Running The Inference Server
$ nvidia-docker run --rm --shm-size=1g --ulimit memlock=-1 --ulimit stack=67108864 -p8000:8000 --mount type=bind,source=/path/to/model/store,target=/tmp/models <container> /opt/inference_server/bin/inference_server --model-store=/tmp/modelsWhere <container> is the name of the docker container that was pulled from the NVIDIA DGX or NGC container registry as described in Pulling A Container.

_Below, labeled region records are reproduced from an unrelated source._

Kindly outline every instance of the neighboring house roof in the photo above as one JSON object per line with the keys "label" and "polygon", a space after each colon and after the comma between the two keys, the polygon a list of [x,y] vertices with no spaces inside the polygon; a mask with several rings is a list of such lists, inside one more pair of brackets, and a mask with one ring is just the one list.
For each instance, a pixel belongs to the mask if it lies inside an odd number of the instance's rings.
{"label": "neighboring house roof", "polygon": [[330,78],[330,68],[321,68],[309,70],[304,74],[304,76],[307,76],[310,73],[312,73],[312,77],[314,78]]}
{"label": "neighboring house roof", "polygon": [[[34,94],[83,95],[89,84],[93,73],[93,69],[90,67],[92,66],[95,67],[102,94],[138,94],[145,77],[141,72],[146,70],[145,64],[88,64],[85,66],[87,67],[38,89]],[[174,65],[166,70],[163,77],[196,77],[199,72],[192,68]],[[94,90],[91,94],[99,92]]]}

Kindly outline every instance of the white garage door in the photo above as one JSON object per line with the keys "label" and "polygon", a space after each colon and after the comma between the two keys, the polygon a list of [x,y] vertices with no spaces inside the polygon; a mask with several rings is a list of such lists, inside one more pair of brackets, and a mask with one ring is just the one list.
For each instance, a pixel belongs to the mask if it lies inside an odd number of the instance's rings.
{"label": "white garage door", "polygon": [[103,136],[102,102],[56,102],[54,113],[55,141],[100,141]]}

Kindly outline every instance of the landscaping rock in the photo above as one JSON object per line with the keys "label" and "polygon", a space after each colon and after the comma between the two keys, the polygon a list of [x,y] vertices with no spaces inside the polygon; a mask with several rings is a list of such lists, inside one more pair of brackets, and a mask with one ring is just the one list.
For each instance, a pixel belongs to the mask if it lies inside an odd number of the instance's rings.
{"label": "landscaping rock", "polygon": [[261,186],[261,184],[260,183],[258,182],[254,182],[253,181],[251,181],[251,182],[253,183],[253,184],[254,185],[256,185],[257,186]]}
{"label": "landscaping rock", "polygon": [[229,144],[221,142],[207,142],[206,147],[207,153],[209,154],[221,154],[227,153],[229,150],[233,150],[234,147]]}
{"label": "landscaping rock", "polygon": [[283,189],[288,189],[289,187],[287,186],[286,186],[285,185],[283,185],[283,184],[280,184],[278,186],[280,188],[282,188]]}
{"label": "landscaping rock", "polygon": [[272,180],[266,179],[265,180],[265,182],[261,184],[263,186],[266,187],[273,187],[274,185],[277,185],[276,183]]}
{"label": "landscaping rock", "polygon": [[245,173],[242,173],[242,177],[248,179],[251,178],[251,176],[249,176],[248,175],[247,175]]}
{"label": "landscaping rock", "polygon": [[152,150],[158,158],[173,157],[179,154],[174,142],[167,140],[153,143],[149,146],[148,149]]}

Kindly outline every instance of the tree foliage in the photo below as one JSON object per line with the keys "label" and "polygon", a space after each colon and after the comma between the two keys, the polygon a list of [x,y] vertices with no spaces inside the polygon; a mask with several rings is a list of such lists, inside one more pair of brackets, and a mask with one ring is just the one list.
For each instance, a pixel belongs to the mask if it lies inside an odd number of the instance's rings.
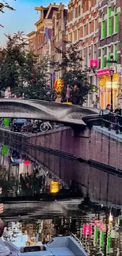
{"label": "tree foliage", "polygon": [[48,58],[27,50],[23,32],[6,35],[6,46],[0,51],[0,88],[10,87],[13,93],[27,98],[44,99],[47,84]]}
{"label": "tree foliage", "polygon": [[62,90],[62,100],[66,99],[67,88],[70,91],[70,98],[73,104],[82,105],[89,91],[89,77],[90,69],[86,67],[83,70],[83,58],[80,50],[79,50],[78,43],[72,44],[65,41],[66,47],[64,50],[56,48],[56,52],[61,56],[61,61],[53,63],[55,71],[62,71],[61,77],[64,82]]}

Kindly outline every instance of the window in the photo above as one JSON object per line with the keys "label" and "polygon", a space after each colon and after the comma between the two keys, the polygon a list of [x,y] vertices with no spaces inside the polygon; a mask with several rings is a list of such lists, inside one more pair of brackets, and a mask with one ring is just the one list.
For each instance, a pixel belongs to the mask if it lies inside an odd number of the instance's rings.
{"label": "window", "polygon": [[86,36],[87,35],[87,26],[84,25],[84,36]]}
{"label": "window", "polygon": [[105,20],[104,13],[102,16],[102,31],[101,31],[101,37],[102,39],[105,38]]}
{"label": "window", "polygon": [[114,58],[116,61],[118,60],[118,45],[117,44],[115,44],[114,45]]}
{"label": "window", "polygon": [[75,16],[76,16],[76,9],[73,9],[73,13],[72,13],[72,18],[75,19]]}
{"label": "window", "polygon": [[80,31],[79,28],[77,30],[77,39],[79,39],[80,38]]}
{"label": "window", "polygon": [[117,7],[114,8],[114,33],[118,32],[118,13]]}
{"label": "window", "polygon": [[112,7],[108,8],[108,35],[111,35],[113,33],[112,31]]}
{"label": "window", "polygon": [[98,29],[98,20],[95,19],[94,21],[94,31],[95,32],[97,29]]}
{"label": "window", "polygon": [[[111,46],[108,47],[108,60],[110,61],[110,54],[111,54]],[[110,68],[111,63],[108,63],[108,67]]]}
{"label": "window", "polygon": [[102,49],[102,69],[105,67],[105,49]]}
{"label": "window", "polygon": [[89,34],[91,33],[91,21],[89,23]]}

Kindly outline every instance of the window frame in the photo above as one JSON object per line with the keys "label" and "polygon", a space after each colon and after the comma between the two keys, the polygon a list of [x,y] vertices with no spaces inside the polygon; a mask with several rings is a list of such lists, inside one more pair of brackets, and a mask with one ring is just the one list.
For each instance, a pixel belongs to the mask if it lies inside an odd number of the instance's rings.
{"label": "window frame", "polygon": [[114,7],[114,33],[116,34],[118,33],[119,31],[119,17],[118,17],[118,9],[117,6]]}
{"label": "window frame", "polygon": [[108,29],[107,29],[108,36],[113,35],[113,9],[112,6],[108,7]]}
{"label": "window frame", "polygon": [[101,38],[102,39],[105,38],[105,19],[104,13],[102,14]]}

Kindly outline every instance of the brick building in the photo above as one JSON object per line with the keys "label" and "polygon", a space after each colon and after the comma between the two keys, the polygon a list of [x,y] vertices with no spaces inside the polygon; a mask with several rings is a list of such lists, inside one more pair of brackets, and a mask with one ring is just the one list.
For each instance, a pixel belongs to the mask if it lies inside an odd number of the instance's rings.
{"label": "brick building", "polygon": [[[47,7],[35,7],[35,10],[40,12],[39,20],[35,24],[36,31],[28,35],[29,50],[41,56],[48,55],[52,61],[61,59],[61,56],[55,51],[55,47],[63,47],[67,23],[67,9],[61,3],[60,5],[50,4]],[[55,72],[52,67],[49,66],[51,85],[54,80],[61,76],[61,70]]]}
{"label": "brick building", "polygon": [[[51,58],[52,61],[61,61],[61,54],[57,53],[55,47],[65,50],[66,36],[66,24],[68,18],[68,10],[62,3],[60,3],[58,12],[53,14],[53,35],[51,38]],[[62,70],[54,71],[52,69],[54,80],[62,76]]]}
{"label": "brick building", "polygon": [[[83,69],[90,66],[91,59],[98,59],[98,3],[97,0],[71,0],[68,7],[67,39],[79,43],[83,57]],[[97,85],[97,77],[91,72],[90,83]],[[87,105],[91,106],[98,95],[88,95]]]}
{"label": "brick building", "polygon": [[[111,54],[114,60],[118,60],[115,69],[115,76],[113,83],[113,108],[117,104],[117,95],[120,88],[120,65],[122,44],[119,43],[121,37],[121,21],[122,21],[122,2],[117,0],[100,0],[98,2],[99,12],[99,46],[98,59],[99,69],[110,68],[110,64],[107,65],[107,61],[110,60]],[[100,102],[102,108],[105,108],[110,103],[111,84],[110,76],[104,76],[99,80]]]}

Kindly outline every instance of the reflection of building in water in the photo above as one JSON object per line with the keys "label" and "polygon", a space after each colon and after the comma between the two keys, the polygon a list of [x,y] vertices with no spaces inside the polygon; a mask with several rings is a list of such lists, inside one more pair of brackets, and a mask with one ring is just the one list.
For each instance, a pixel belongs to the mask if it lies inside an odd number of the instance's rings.
{"label": "reflection of building in water", "polygon": [[40,227],[41,221],[38,223],[35,221],[24,221],[20,224],[20,229],[22,230],[22,232],[27,232],[28,240],[31,240],[32,242],[35,242]]}
{"label": "reflection of building in water", "polygon": [[42,220],[39,229],[39,241],[47,242],[54,236],[54,224],[53,220]]}
{"label": "reflection of building in water", "polygon": [[19,174],[28,174],[29,176],[33,174],[33,165],[31,164],[26,165],[24,163],[19,165]]}

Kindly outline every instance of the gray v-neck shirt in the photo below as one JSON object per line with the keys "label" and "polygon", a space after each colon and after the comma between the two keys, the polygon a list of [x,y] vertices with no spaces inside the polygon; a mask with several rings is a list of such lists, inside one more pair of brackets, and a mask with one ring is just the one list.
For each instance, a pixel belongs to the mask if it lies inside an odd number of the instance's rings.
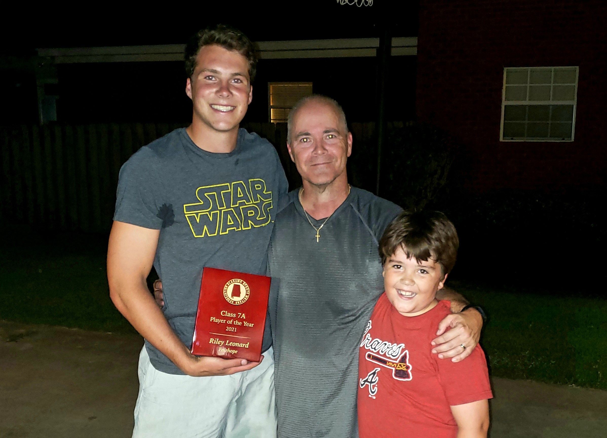
{"label": "gray v-neck shirt", "polygon": [[276,215],[268,257],[278,436],[352,438],[358,345],[384,291],[378,242],[401,209],[352,187],[317,243],[297,192]]}

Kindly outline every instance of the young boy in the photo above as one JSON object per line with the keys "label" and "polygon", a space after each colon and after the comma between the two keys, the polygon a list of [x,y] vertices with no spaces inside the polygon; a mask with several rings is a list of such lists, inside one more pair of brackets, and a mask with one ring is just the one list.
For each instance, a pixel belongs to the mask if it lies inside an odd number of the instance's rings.
{"label": "young boy", "polygon": [[359,355],[361,438],[487,436],[493,395],[482,349],[457,363],[430,353],[436,325],[450,312],[436,291],[458,246],[455,227],[439,212],[404,212],[384,233],[385,292]]}

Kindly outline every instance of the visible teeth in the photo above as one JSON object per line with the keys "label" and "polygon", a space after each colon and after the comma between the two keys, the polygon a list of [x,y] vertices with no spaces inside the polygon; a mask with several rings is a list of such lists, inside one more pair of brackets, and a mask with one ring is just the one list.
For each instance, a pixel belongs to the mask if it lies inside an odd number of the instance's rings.
{"label": "visible teeth", "polygon": [[415,292],[407,292],[407,291],[399,291],[398,293],[403,297],[406,297],[407,298],[411,298],[412,297],[415,297],[417,295],[417,294]]}
{"label": "visible teeth", "polygon": [[218,111],[231,111],[236,107],[235,106],[223,106],[223,105],[211,105],[211,107],[213,109],[216,109]]}

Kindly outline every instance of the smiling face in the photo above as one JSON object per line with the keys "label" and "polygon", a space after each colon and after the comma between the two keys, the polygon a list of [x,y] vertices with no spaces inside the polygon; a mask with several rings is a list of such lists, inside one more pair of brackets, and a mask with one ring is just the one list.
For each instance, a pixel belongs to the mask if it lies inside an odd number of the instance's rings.
{"label": "smiling face", "polygon": [[447,280],[438,263],[407,258],[402,246],[386,260],[383,275],[388,300],[404,316],[421,315],[436,306],[436,291]]}
{"label": "smiling face", "polygon": [[304,180],[326,186],[337,178],[346,178],[352,134],[343,124],[333,106],[322,100],[311,100],[299,109],[287,146]]}
{"label": "smiling face", "polygon": [[194,119],[216,131],[237,129],[253,99],[249,64],[239,53],[219,45],[205,45],[186,84]]}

The nvidia-docker --mount option maps /path/to/model/store on the host into the container at /tmp/models, and the --model-store option to the inference server is used to point to /tmp/models as the model store.
The Inference Server listens on port 8000 and the above command uses the -p flag to map container port 8000 to host port 8000. A different host port can be used by modifying the -p flag, for example -p9000:8000 will cause the Inference Server to be available on host port 9000.
The --shm-size and --ulimit flags are recommended to improve Inference Server performance. For --shm-size the minimum recommended size if 1g but larger sizes may be necessary depending on the number and size of models being served.
Starting server listening on :8000
Additionally, C++ and Python client libraries and examples are available at GitHub: Inference Server. These libraries and examples demonstrate how to communicate with the Inference Server container from a C++ or Python application.